What's in a DTU? Choosing the right resource model and service tier for Azure DB
Azure DB is a virtual Microsoft Azure offering that provides a SQL Server service directly accessible via a URL-based connection string. In return for a subscription fee, one can create, connect to and use a significant proportion of the capabilities of an on-premises SQL Server database engine at a fraction of the cost and with swift and painless deployment. However, judging the correct service tier in which to create your new Azure DB is difficult. Get it right, and you may be paying for more than you need. Get it wrong, and you'll start seeing service throttling as you hit your resource quotas. How do we estimate which model, tier and number of DTUs / vCores are appropriate for the workload we are migrating?

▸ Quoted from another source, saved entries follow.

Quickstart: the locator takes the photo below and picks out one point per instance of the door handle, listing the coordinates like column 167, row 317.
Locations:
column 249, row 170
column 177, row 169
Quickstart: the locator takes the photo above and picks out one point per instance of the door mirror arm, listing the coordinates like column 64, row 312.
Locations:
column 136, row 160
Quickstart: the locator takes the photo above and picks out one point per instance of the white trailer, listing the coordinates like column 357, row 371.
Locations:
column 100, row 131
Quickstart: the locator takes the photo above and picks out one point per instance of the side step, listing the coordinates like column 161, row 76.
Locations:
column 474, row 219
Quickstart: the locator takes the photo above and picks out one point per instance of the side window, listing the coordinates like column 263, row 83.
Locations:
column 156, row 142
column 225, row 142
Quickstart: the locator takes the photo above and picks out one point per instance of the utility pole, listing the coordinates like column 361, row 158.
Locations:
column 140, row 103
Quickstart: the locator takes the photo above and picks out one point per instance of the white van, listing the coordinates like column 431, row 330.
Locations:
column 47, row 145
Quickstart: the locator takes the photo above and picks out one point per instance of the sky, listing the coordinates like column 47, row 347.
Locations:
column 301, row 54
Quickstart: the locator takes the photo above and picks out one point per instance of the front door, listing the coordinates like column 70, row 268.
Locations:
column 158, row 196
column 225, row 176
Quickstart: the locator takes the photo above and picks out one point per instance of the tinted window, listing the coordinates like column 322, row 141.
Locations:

Performance of an Azure DB is governed by two models, the DTU-based model and the vCore-based model, and each provide differing levels of service tier and grade of service. Within the tiers we can define our DTU levels / vCores. This tip will define all these key terms and provide more information on the levels of service each combination provides. We will look at features and limitations, and demonstrate how to estimate our model, tier and DTU/vCore requirements using a decision flowchart. We'll also introduce the Azure SQL Database DTU Calculator. Finally, we'll cover the anatomy of a DTU, sum up and offer links for further reading.
Note: I reference other articles as [n] in this article. Refer to the list of references at the end of this article.
Azure DB Models
Microsoft currently offer Azure DB in two models, the DTU model and the vCore model. The DTU model is based on the Database Transaction Unit, and is a blended mix of CPU, I/O and memory (RAM) capabilities based on a benchmark OLTP workload called ASDB. The vCore model is based on the number of virtual CPU cores you require, and this can be scaled up as your workload increases.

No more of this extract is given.